Contraddizioni tattiche e incoerenti dichiarazioni post partita fotografano un match che appare diverso dal quadro dipinto. Due squadre spaventate vanno in scena all’Arechi, sicuramente appena sufficienti sul piano atletico.
Una Salernitana schierata in un 4-3-3 che rispecchia le classiche uscite (seppur timorose e passive) nella fase di non possesso, ma deficitarie in quelle in cui la palla era nella disponibilità dei padroni di casa: possesso scarno, insufficiente, penalizzante e esterni offensivi poco propensi a tagliare e svuotare lo spazio in fascia (solo Orlando ha provato in qualche circostanza a ricordarci come ci si muove in quella posizione). Cosmi di par suo schiera quattro difensori schermati da due orchestratori (Schiavon e Bentivoglio) a cui è affidato il compito di proteggere e organizzare lo sviluppo della manovra. In avanti Bocalon punta fissa e tre giocatori (Pinato, Lombardi ed il giovane interessante Pimenta), pronti a ruotare nei ruoli e quindi nelle posizioni: ci appariva a volte un 4-2-4, a volte un 4-4-2, a volte due esterni alti ed un giocatore sotto punta a sostegno del doge.
Ritornando alla Salernitana, Menichini ha scelte obbligate in difesa con Migliorini e Mantovani (impeccabile fino al gol ospite) schierati al centro, Pucino e Lopez (il migliore in campo) sulle fasce. A centrocampo un solido Di Tacchio a sostegno dei due interni, un vivace Odjer ed il solito spento e irriconoscibile Minala.
In attacco il tridente con Djuric centrale, Yallow e il rigenerato Orlando.
La partita per la Salernitana finisce al 25’ del primo tempo: realizzati i due goal grazie ai due soli ed unici tiri nello specchio della porta avversaria, infatti, i granata scelgono di aspettare, quasi come ad attendere che i gondolieri timbrassero il tabellino. Proprio per questo sostenere – come fa Menichini – di essere rimasto in partita e capace di realizzare il terzo goal è un esercizio a dir poco fantasioso. Quando e come i granata hanno espresso questa attitudine e questa volontà?

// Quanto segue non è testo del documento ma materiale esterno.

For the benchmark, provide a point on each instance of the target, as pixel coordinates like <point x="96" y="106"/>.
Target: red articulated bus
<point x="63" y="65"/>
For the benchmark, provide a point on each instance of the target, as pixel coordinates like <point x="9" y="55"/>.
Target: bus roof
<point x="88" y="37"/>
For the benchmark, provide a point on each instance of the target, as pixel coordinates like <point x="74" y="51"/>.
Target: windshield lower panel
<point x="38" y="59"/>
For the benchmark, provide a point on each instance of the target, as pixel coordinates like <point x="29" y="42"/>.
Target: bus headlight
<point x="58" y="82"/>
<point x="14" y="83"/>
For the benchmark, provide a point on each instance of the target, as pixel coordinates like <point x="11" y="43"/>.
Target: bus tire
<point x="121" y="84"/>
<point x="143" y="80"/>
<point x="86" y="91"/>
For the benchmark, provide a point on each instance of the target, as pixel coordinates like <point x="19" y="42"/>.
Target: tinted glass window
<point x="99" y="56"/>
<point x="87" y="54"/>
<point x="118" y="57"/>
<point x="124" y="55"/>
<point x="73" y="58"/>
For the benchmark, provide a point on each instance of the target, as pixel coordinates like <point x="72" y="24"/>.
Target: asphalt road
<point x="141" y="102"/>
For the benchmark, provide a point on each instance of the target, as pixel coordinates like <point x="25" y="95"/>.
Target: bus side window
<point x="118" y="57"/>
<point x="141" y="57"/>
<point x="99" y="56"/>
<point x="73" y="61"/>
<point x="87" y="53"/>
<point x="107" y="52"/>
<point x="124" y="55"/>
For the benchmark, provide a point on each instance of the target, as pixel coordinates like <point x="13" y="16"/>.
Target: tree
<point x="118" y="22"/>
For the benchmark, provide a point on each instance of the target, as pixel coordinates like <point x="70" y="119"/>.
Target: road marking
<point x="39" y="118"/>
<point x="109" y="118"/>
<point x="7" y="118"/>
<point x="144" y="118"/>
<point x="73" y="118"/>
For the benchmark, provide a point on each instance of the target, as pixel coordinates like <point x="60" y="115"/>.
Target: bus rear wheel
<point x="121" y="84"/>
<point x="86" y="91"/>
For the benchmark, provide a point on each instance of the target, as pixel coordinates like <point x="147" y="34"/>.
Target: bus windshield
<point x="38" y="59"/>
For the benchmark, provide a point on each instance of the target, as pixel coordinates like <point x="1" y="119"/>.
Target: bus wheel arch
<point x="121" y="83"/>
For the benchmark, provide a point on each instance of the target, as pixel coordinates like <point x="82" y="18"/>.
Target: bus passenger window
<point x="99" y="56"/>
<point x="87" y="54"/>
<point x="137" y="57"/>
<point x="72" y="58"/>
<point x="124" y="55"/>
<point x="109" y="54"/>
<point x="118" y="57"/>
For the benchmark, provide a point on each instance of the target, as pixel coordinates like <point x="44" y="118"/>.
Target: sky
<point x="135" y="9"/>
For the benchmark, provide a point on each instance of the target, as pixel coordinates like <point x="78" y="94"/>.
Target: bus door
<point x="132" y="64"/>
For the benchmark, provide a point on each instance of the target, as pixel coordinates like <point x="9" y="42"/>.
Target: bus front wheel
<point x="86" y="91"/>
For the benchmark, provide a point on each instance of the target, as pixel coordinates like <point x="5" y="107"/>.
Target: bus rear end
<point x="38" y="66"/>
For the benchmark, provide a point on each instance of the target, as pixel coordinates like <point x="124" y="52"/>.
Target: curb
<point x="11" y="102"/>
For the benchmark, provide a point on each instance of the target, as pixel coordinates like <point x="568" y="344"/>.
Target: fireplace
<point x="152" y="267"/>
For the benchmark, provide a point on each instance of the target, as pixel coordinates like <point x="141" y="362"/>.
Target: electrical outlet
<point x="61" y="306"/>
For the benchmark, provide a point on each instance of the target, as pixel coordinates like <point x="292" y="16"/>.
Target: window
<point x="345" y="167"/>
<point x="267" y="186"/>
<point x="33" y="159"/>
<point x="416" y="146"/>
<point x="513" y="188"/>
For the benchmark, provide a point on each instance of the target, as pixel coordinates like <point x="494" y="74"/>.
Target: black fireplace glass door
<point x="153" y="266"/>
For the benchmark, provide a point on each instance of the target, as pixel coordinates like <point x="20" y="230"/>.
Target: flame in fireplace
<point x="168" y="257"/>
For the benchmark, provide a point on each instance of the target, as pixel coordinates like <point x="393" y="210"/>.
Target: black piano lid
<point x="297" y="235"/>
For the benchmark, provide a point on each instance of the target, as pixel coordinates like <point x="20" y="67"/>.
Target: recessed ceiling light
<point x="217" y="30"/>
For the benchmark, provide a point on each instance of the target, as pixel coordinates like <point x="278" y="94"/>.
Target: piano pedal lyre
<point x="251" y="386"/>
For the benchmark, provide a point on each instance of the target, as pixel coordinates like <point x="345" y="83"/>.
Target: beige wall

Un atteggiamento speculare non è tenere gli interni di centrocampo in linea col play e a 5 metri della propria area di rigore, non significa tenere i due esterni di attacco a fare le preventive quasi in linea con la linea dei difensori. Mai, infatti, Odjer e Minala sono stati pronti a prendere almeno a centrocampo il portatore di palla: nel 4-3-3 sono proprio gli interni che hanno il compito di pressare, rubare, ripartire e “fare male all’avversario” con i veloci inserimenti in fascia prima e poi nel taglio con gli esterni offensivi. La Salernitana ha sofferto per 70’ (recupero compreso) sulla catena di sinistra: sempre bassa, carente, sempre attaccata dall’avversario. Jallow alla fine non è riuscito a limitare una falla irreparabile: guarda caso il goal dei lagunari nasce proprio da lì. A questo punto, vista l’incapacità di mantenere il possesso, verrebbe da chiedersi legittimamente se era possibile qualcosa di diverso.
A quel punto, visto che si era deciso di tenere la squadra così “speculare” , non sarebbe stato possibile (oltre che più redditizio) dare una lettura differente al match, consapevoli del fatto che il risultato potesse essere congruo e sufficiente?
Magari inserendo Gigliotti per ricreare la superiorità numerica in mezzo (Cosmi aveva inserito Zigoni al posto di Bocalon) con Lopez che avrebbe potuto tamponare definitivamente il buco a sinistra? Su Djavan Anderson continuiamo a stendere un velo pietoso: svogliato, svuotato, incapace tatticamente a leggere le situazioni e tenero in fase di non possesso nelle coperture preventive. Calaiò non ci ha dato il tempo di essere giudicato anche se al 90’, un giocatore della sua esperienza e della sua caratura, avrebbe potuto e dovuto fare meglio in quel possesso che seppur indirettamente ha innescato poi l’azione del goal veneziano. Akpa, invece, è stato una delusione: appena entrato incitava (è in parolone) e invitava i compagni a gestire la palla, nascondendosi al tempo stesso e svestendosi di ogni responsabilità. L’ivoriano sembra essere entrato in campo con la modalità off-line. Concludiamo con il gol incassato da Zigoni. Si dice che i difensori di un tempo non esistono più: non è così. Oggi i difensori sono attratti solo e sempre dalla palla. Si perde il contatto fisico e visivo dell’avversario: sul gol la Salernitana era in parità numerica con il Venezia in area granata, ma non è bastato ad aggredire l’attaccante prima e la palla poi. Una situazione che un bravo difensore valuta in situazione traiettoria e tempo di intervento.